On Thursday, just days before the final day of voting, Trump will get some “good news” about economic growth in the third quarter. But beware, what he will say, and what the business press are already saying, is wrong. For example, MarketWatch is out now with a story about earnings announcements expected this week, but in the article is a section titled: GDP FOR THE RECORD BOOKS and below this MarketWatch reports that
Beyond earnings reports this week, investors also will follow the first reading of third-quarter GDP due Thursday, which is expected to show a rise in economic activity of 31.8% annualized, more than making up for the 31.4% plunge in the worst part of the pandemic.
A little simple math will show you what’s wrong with this. If you start at 100 at the end of the first quarter, and report a 31.4% plunge, you are left with an economy only 68.6% the size of what is was. An increase of 31.8%--the expected figure—in that shrunken economy gets your original size not back over 100% of what it was, but only to 90.4% (68.6 X 1.318) of the original figure.
In other words, the recovery still leaves the original economy down nearly 10% from what it was. This is why why so many are still unemployed and why Fed officials and Democrats are calling for massive assistance in the form of passing at least a two trillion dollar relief bill to make up the huge hole left in an economy already starting to struggle with a third wave of COVID-19 that threatens to dwarf the first two waves in impact.
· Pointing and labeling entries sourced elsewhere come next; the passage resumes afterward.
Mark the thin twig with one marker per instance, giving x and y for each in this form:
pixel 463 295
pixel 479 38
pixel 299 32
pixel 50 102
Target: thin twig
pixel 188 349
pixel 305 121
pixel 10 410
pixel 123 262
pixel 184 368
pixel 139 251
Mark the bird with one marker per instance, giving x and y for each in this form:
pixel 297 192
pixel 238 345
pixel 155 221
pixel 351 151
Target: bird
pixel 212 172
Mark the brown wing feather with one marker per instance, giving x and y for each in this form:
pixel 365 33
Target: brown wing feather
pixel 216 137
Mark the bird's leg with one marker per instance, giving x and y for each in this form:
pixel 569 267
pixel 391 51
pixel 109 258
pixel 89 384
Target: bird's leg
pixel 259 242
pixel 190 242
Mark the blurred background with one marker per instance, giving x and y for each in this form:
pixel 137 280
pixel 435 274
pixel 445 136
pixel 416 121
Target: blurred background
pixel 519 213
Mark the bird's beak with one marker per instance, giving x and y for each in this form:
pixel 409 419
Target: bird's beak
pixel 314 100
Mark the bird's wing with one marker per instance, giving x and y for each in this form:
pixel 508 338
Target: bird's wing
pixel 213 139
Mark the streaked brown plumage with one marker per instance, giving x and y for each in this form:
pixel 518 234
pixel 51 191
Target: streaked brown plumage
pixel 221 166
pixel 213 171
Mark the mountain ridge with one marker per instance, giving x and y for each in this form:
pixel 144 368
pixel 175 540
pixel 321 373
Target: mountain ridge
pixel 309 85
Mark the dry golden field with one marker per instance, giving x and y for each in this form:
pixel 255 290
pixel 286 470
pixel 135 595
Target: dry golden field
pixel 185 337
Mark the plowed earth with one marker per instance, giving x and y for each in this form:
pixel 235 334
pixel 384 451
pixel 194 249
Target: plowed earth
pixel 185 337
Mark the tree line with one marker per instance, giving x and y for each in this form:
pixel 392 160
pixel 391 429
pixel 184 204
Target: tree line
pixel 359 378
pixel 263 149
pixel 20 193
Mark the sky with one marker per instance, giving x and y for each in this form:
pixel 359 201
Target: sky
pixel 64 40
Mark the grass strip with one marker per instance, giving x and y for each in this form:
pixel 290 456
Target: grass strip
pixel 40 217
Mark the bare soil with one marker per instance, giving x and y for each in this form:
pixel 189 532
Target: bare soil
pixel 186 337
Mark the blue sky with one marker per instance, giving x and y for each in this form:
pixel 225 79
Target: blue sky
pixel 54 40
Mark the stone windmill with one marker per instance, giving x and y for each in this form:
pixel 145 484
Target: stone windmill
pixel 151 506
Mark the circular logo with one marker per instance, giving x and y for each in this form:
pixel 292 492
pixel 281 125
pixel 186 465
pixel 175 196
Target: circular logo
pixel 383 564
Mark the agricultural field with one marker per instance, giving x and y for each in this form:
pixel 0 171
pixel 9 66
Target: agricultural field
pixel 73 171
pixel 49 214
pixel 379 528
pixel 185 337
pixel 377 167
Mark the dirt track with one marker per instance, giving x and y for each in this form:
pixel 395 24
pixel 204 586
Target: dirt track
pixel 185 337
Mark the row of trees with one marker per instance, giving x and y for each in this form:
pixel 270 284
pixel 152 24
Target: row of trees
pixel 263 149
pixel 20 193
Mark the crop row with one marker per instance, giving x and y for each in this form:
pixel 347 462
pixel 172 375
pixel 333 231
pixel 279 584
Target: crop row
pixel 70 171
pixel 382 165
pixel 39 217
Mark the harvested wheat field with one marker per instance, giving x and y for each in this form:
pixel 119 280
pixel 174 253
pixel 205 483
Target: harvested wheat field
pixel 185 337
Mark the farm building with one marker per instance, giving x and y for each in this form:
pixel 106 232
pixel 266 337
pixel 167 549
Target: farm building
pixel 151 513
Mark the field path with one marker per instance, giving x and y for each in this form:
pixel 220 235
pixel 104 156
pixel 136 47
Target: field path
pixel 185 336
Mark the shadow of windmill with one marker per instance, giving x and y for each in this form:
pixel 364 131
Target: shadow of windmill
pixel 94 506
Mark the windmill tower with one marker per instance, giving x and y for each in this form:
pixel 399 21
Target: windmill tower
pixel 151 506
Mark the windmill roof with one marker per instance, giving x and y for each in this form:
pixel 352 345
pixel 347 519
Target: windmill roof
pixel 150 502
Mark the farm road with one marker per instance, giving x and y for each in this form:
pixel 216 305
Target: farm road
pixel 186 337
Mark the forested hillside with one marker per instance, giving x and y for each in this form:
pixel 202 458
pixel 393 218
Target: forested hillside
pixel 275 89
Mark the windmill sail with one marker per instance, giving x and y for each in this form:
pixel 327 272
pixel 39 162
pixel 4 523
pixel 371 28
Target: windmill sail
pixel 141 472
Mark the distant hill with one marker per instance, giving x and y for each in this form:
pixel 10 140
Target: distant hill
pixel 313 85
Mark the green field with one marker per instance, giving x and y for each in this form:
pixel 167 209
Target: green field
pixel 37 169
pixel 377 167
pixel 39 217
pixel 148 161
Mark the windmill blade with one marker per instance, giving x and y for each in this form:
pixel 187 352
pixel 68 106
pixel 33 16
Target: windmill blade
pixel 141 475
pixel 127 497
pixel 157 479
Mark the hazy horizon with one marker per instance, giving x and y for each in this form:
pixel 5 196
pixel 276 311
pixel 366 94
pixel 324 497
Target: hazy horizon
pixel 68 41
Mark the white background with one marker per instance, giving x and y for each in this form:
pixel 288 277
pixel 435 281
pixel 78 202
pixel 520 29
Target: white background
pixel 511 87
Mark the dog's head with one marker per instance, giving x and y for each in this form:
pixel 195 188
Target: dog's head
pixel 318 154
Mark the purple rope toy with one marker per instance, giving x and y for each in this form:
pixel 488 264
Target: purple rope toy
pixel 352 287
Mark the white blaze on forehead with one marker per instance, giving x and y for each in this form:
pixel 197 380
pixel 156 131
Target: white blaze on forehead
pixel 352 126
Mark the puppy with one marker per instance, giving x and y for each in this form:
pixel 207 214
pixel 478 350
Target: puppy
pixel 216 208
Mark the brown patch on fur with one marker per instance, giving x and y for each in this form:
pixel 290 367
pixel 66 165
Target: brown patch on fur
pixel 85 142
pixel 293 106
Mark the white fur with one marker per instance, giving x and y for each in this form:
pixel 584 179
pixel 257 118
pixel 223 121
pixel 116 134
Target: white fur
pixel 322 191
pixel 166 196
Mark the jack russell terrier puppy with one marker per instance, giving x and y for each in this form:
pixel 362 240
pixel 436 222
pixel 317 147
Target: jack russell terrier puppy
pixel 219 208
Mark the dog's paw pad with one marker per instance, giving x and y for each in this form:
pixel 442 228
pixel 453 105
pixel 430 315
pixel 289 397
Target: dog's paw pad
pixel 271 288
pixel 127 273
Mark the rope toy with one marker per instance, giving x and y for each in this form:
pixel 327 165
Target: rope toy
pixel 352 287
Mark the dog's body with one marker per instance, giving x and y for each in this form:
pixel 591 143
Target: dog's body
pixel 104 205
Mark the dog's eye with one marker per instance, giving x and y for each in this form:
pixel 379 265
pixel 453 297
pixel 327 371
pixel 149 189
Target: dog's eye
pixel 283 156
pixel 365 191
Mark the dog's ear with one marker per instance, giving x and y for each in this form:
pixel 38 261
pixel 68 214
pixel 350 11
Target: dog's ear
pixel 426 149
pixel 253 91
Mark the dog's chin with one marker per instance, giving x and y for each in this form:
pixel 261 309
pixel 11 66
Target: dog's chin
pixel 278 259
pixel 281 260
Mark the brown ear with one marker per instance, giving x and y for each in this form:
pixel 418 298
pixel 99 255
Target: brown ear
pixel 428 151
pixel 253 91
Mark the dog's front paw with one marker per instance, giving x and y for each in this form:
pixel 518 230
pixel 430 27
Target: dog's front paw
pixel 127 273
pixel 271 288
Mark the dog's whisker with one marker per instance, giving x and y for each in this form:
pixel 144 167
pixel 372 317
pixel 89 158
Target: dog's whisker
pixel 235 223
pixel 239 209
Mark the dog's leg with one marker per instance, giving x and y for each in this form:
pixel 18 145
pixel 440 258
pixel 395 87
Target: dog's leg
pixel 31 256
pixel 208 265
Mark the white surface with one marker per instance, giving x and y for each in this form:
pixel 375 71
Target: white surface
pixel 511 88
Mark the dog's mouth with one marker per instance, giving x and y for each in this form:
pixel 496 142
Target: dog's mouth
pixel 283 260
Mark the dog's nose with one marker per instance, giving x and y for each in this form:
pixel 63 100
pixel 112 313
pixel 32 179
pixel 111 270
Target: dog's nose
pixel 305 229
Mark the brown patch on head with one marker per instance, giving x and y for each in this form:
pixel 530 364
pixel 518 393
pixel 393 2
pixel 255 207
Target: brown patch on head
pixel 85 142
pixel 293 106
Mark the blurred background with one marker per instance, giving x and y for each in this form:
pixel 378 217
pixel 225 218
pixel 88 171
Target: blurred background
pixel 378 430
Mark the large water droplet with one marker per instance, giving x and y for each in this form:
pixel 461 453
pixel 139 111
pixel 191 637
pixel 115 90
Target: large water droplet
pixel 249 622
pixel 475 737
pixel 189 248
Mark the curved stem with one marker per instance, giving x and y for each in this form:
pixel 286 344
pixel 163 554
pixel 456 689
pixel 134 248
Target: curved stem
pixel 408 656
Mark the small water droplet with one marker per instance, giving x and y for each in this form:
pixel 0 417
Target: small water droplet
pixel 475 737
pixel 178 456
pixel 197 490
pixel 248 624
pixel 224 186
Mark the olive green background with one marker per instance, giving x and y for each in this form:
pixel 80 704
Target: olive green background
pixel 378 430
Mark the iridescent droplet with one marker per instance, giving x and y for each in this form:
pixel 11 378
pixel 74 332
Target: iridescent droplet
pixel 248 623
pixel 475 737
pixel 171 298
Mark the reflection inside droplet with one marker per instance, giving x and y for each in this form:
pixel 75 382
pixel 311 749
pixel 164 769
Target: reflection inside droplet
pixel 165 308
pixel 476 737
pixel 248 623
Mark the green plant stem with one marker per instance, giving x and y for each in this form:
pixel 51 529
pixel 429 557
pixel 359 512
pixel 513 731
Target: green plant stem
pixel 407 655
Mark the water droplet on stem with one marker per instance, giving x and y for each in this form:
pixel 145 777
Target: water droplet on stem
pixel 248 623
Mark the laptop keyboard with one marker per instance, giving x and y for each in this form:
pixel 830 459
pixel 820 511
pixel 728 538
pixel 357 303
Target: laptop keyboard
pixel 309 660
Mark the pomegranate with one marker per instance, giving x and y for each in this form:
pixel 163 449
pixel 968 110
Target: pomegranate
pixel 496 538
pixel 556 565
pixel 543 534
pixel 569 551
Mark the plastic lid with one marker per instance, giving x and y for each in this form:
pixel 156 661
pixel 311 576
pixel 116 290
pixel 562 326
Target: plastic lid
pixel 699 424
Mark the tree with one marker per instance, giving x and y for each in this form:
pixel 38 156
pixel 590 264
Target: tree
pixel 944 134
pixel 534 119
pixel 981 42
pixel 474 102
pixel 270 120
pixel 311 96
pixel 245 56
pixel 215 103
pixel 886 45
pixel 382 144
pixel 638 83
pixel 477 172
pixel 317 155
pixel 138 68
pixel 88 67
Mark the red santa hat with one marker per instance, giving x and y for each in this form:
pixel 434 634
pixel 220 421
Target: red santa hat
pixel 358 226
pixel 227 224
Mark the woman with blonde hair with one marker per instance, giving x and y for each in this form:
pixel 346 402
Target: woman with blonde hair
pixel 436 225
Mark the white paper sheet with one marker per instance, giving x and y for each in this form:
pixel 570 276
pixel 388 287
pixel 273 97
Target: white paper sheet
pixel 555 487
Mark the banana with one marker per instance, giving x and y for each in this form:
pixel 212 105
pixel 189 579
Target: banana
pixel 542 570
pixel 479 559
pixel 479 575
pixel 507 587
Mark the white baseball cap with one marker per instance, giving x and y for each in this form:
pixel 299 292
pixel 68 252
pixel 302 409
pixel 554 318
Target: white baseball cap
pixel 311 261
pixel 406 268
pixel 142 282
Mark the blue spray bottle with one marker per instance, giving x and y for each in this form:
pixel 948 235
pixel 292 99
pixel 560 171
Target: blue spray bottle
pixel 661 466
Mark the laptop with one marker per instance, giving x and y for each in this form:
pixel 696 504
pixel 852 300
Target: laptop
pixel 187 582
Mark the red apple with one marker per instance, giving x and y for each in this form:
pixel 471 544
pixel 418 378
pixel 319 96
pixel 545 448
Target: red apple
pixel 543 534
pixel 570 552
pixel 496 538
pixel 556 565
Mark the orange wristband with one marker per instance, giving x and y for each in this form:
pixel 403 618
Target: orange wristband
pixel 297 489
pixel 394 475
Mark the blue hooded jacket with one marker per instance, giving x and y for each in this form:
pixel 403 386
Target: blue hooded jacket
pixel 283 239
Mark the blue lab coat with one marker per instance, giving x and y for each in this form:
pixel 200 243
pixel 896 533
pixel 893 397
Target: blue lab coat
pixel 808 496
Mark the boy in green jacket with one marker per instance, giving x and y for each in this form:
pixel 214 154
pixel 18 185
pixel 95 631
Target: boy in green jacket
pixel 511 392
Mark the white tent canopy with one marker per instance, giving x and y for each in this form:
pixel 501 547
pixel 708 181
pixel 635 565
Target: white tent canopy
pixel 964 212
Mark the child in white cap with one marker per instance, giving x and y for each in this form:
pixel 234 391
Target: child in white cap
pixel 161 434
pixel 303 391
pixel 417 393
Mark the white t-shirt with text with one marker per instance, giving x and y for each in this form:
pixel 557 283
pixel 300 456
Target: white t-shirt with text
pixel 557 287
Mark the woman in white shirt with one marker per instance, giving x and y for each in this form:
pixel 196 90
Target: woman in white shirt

But expect the press, which even in the best of time is math challenged, to bollux this up and leave the impression that the economy is back and even higher than ever.
It isn’t.
This is an important message to get across to the final surge of low information voters who vote for the business guy because he’s “good for the economy”. It just ain’t so. And a little math exercise will prove it.
The US economy at the end of 2019 was reported as 21.43 trillion. Taking that number as the base (which isn’t quite right since it grew a little bit in the first quarter), it shrank to 14.7 trillion in the second quarter with that 31.4% collapse. That 31.8% bounce in the third quarter gets us back to 19.37 trillion in GDP, leaving a 2.06 trillion dollar hole in the 2019 final figure. That’s why McConnel’s 500 billion skinny bill was so bad.
Knock a hole about 10% of the size of the area of the bottom of your boat, and see how long it floats. That is a BIG hole. Pasting a 500 billion bandaid over a 2 trillion dollar hole won’t work. Even Wolf Blitzer might be able to figure that out if he works at it.
A multi-trillion dollar economy slashed by roughly 10% leaves this massive hole in demand, and that hole is already seeing a surge in firings. That hole will only grow as the effect of the first relief bills fade over the next month or two and as the plague increases in intensity and as flu joins COVID in crippling an a considerably shrunken and limping economy. This is why Nancy Pelosi and the Democrats have been screaming for the Republicans and Trump to wake up and take action on a new, and appropriately sized relief bill that addresses the real impact, and the added costs and drags on the economy, of the COVID crisis. That is why they acted back at the end of May to provide more relief.
The economic pain felt now, and to be felt even more soon, is ALL on the Republicans and Trump.
This is no recovery. It is more like a dead cat bounce, and any investor knows what that is. (Stems from the saying that even a dead cat will bounce—which means a bounce does not necessarily translate into a lively economy despite first impressions.)